If there was the smallest doubt about the real agenda behind the “refugee crisis”media meme it’s been entirely eliminated in the hours since this piece was published. Since then we have had BBC revelations that UK ministers are looking to put British troops on the ground in Syria, followed by Jonathan Freedland in the Guardian, echoing the anonymous editorial quoted above almost word for word.

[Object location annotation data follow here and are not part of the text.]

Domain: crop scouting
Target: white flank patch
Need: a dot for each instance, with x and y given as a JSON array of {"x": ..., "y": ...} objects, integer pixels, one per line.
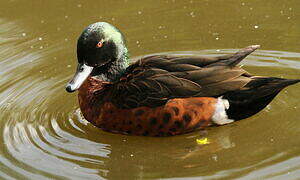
[{"x": 220, "y": 117}]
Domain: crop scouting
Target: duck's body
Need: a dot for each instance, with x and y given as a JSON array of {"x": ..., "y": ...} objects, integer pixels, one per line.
[{"x": 164, "y": 95}]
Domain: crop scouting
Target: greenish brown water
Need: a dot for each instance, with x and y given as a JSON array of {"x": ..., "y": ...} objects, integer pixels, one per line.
[{"x": 44, "y": 137}]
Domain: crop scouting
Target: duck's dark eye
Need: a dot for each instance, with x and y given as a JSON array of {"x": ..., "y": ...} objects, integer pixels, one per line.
[{"x": 99, "y": 44}]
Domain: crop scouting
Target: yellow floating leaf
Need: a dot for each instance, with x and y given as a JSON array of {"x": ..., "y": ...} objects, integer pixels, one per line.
[{"x": 202, "y": 141}]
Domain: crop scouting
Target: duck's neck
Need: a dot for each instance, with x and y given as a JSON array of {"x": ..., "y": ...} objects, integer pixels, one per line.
[{"x": 112, "y": 71}]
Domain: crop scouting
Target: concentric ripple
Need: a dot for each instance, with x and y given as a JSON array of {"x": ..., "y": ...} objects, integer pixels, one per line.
[{"x": 44, "y": 135}]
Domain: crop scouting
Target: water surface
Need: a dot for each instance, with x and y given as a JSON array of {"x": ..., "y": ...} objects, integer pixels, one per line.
[{"x": 44, "y": 136}]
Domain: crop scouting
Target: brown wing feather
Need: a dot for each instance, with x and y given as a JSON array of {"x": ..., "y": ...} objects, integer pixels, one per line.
[{"x": 153, "y": 80}]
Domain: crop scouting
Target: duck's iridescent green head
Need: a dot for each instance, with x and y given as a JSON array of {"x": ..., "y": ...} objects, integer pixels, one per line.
[{"x": 101, "y": 48}]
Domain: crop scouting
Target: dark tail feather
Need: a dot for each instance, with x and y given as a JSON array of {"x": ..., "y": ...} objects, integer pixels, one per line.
[{"x": 258, "y": 94}]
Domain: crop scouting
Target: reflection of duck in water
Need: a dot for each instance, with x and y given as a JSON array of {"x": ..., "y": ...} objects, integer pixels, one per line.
[{"x": 162, "y": 95}]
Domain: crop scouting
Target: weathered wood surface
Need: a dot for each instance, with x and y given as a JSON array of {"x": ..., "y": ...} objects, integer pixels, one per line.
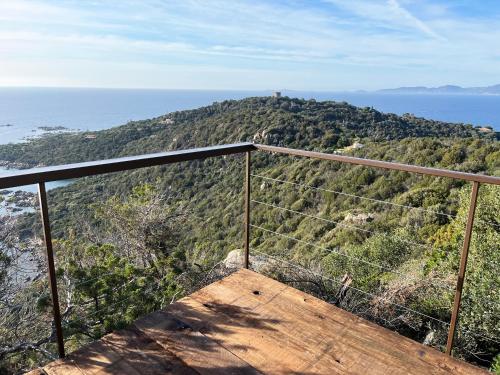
[{"x": 250, "y": 324}]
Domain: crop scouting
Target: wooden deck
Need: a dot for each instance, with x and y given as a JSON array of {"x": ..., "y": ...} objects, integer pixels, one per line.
[{"x": 250, "y": 324}]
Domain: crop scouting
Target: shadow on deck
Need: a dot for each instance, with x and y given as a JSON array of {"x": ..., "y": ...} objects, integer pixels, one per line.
[{"x": 250, "y": 324}]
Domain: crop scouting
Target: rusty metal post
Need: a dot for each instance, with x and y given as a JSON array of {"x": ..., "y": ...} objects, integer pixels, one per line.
[
  {"x": 247, "y": 209},
  {"x": 463, "y": 267},
  {"x": 42, "y": 196}
]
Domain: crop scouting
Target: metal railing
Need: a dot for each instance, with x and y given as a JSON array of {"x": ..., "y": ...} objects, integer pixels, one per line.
[{"x": 40, "y": 176}]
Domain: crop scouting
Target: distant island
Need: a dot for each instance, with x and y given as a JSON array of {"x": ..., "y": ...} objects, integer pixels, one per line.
[{"x": 447, "y": 89}]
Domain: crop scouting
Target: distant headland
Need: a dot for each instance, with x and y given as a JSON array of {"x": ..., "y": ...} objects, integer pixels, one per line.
[{"x": 447, "y": 89}]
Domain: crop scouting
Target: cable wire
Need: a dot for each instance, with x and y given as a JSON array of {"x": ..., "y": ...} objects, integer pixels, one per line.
[{"x": 332, "y": 251}]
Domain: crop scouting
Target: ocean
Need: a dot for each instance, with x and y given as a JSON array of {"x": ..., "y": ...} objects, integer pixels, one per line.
[{"x": 25, "y": 112}]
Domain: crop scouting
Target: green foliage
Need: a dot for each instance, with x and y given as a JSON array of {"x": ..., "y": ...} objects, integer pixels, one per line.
[{"x": 126, "y": 241}]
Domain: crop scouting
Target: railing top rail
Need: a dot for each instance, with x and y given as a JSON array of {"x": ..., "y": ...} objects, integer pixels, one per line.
[
  {"x": 383, "y": 164},
  {"x": 68, "y": 171}
]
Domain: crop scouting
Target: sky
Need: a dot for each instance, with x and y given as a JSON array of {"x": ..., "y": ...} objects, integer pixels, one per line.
[{"x": 324, "y": 45}]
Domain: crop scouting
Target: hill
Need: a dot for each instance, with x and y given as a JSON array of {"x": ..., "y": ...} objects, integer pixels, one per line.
[
  {"x": 296, "y": 123},
  {"x": 162, "y": 231}
]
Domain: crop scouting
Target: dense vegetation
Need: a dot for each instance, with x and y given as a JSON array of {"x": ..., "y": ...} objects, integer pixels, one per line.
[{"x": 152, "y": 235}]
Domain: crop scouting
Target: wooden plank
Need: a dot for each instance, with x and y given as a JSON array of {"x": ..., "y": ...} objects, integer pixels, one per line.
[
  {"x": 250, "y": 324},
  {"x": 35, "y": 372},
  {"x": 199, "y": 352},
  {"x": 123, "y": 352},
  {"x": 312, "y": 329}
]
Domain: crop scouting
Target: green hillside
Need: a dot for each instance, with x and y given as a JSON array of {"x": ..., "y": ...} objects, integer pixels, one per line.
[{"x": 397, "y": 235}]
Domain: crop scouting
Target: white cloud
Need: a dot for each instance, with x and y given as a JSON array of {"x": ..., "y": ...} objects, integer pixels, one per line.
[{"x": 331, "y": 45}]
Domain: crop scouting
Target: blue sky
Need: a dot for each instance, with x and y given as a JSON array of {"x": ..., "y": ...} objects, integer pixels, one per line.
[{"x": 238, "y": 44}]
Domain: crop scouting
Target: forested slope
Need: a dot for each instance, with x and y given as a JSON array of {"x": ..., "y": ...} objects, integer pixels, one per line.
[{"x": 396, "y": 235}]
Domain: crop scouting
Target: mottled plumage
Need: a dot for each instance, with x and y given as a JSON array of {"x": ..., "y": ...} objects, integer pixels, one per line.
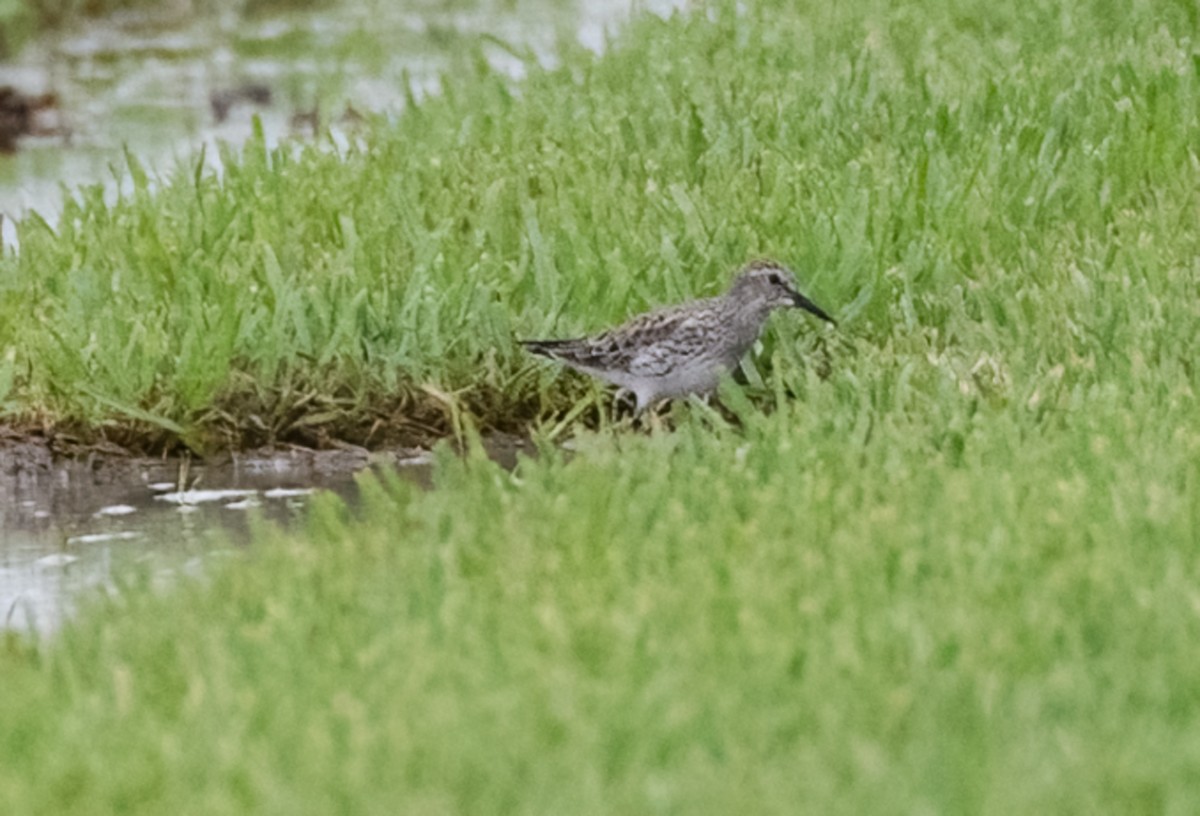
[{"x": 687, "y": 348}]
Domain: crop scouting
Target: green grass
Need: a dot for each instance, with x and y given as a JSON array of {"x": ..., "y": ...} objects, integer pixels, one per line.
[
  {"x": 1020, "y": 193},
  {"x": 799, "y": 616},
  {"x": 947, "y": 563}
]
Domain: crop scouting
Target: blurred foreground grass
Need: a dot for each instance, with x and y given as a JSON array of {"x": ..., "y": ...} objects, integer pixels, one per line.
[
  {"x": 948, "y": 563},
  {"x": 807, "y": 615}
]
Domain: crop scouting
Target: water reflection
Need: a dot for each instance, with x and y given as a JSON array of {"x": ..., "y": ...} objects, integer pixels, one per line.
[
  {"x": 73, "y": 528},
  {"x": 165, "y": 87}
]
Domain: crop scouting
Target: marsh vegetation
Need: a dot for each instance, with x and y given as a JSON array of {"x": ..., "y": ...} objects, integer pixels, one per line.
[{"x": 945, "y": 564}]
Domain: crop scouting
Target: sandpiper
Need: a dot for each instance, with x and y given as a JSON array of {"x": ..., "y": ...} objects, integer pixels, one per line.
[{"x": 687, "y": 348}]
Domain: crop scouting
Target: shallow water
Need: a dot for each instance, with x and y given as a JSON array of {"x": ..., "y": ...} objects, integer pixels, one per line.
[
  {"x": 72, "y": 528},
  {"x": 163, "y": 85}
]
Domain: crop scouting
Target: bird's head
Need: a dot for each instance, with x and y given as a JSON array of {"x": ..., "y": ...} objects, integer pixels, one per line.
[{"x": 769, "y": 285}]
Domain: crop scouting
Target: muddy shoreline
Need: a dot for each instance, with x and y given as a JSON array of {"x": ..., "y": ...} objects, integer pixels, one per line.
[{"x": 33, "y": 454}]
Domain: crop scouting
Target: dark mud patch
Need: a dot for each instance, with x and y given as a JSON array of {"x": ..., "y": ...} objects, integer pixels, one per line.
[{"x": 27, "y": 454}]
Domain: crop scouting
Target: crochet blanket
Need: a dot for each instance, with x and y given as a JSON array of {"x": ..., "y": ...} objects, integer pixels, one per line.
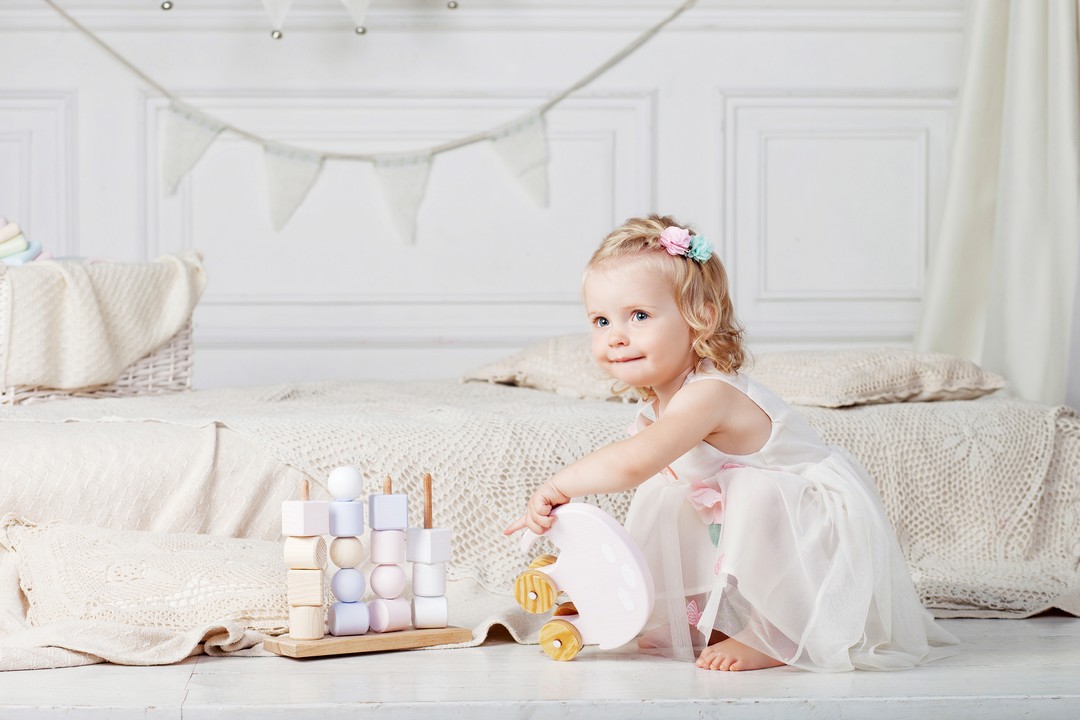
[
  {"x": 67, "y": 325},
  {"x": 983, "y": 493}
]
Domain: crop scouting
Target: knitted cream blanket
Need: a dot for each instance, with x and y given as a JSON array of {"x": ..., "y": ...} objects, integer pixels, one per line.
[{"x": 69, "y": 325}]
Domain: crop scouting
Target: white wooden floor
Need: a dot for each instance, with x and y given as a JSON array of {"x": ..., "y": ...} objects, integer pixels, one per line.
[{"x": 1007, "y": 669}]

After a few paras of requisite and formulaic sentiment about poor dead little Aylan Kurdi, and a few more of drivel about how austerity Britain with its 40% cuts in public services will find a magic money well to help the displaced people, Freedland delivers the kicker

Action for refugees means not only a welcome when they arrive, but also a remedy for the problem that made them leave. The people now running from Syria have concluded that it is literally uninhabitable: it is a place where no one can live. They have come to that conclusion slowly, after four years of murderous violence. To make them think again would require action a thousand miles away from the level of the district council, an international effort to stop not just the killers of Isis but also Bashar al-Assad’s barrel bombs.

It doesn’t matter that little Aylan’s family had been living in Turkey for three years, or that the Turks have a worse human rights record than Syria when it comes to the Kurds. It’s irrelevant that the barrel bombs are no more Assad’s than the poison gas the tame media also lied about last time they wanted to prime us for war.